Susan Coss is the Co-founder of Mezcalistas. She is a long time business, marketing and communications strategist in the sustainable food and beverage worlds. Over the past 15 years, Susan's work has focused on promoting the connection between land, farmers and food and beverage crafters.


  • David
    February 11, 2021

    There are big differences between propagation and maintenance of a sourdough culture for baking bread and making Mezcal. The sourdough culture undergoes many passages before use and each one will tend to refine the culture for use as a bread leaven, while Mezcal is made without pitching a sterile culture and relies on whatever wild yeasts found on the agave pinas that survive the horno. Until a study of this type is performed on a fermenting batch of roasted agave pinas to sequence the bacteria and yeast involved, I would not bet that the microorganisms will be all the same from producer to producer and batch to batch.

    • Salvdor Peribán
      February 13, 2021

      I agree in that there a multitude of differences between agave spontaneous fermentation and sourdough starters.
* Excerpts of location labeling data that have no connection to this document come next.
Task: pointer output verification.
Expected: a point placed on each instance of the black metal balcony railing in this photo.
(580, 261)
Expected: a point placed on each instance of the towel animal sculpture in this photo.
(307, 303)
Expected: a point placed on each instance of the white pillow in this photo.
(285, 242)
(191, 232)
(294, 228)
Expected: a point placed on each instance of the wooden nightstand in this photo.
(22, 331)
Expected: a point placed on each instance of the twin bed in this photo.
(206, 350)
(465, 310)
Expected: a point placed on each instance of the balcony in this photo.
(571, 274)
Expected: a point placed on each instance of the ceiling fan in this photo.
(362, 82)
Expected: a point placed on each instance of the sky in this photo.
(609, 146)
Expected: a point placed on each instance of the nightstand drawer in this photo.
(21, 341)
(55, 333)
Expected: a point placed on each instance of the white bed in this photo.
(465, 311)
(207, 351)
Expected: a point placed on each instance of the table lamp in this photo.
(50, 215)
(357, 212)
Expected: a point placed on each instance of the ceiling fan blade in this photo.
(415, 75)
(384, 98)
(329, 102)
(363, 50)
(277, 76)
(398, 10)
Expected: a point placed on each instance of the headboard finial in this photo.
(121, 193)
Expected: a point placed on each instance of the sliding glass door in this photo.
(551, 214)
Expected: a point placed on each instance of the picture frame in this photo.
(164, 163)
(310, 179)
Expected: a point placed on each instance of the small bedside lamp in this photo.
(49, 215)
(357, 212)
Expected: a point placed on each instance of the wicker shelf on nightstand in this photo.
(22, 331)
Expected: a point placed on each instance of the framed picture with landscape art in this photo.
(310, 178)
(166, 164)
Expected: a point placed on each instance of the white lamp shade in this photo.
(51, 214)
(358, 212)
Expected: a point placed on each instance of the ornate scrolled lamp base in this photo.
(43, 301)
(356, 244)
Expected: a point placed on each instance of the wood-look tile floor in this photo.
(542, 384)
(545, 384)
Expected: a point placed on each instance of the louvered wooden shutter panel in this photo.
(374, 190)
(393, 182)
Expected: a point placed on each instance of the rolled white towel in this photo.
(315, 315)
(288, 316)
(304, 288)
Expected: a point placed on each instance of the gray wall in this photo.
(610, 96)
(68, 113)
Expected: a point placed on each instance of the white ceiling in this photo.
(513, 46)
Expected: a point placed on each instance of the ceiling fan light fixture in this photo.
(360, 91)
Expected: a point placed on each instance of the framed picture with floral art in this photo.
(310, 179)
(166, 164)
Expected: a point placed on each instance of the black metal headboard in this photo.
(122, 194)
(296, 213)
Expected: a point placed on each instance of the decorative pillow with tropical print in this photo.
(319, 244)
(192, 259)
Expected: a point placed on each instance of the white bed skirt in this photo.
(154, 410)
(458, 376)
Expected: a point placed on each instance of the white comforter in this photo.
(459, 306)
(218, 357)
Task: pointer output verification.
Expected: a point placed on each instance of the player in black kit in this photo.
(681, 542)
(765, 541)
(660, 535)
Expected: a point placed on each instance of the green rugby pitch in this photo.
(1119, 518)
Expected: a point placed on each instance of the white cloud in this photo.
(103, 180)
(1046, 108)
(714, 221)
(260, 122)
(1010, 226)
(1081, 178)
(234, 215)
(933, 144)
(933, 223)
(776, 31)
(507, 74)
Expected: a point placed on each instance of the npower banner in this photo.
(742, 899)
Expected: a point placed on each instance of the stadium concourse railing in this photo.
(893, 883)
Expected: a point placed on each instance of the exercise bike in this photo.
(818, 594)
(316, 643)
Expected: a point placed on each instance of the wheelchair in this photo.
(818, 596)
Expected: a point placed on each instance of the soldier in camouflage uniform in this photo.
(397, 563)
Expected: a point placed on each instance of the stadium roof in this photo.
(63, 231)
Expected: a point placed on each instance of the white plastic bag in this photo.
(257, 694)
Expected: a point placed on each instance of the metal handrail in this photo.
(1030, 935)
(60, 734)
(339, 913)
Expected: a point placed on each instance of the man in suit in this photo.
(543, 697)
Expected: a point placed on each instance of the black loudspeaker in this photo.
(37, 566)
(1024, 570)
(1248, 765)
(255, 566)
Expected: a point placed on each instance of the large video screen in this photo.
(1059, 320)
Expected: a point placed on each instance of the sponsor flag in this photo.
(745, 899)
But the origin of the microbiome (combination of yeasts, bacteria and “others” [misquoting David Bowie in his celebrated Ladies, Gentlemen and Others]) in agave has little to do with what is able to survive the cook. Most of the things that are invited to the fermentation were not living “inside” the agave, but are just third party invitees that are lured by the sudden appearance of tasty nutritious sugars. Plenty of studies have been conducted around and about this, identifying some of these yeasts and bacterias, but nothing of the size and ambition of this sourdough paper has ever been performed in the agave world. Which is why I think this study is rather interesting and worth taking a careful look at.

  • Michael Hurley
    February 16, 2021

    Hmmm, coming from a open fermenting pino background, the wild yeast were from what was on the grapes-never heard of through the air. For mezcal it may be the same, depending on what if any microbes make it through the horno-cooking stage. Seems to this biologist that single airborne organisms would be at a competitive numerical disadvantage to those already there in larger numbers. Unsterilized wood vats would have a plethora of micro-organisms ready to go. I know some bacanora producers that maintain a stater microbe batch- one said flies were a good sign, so maybe airborne? And note that wild microorganisms arte not always a good thing-they can impart bad flavors also-ask any beermaker.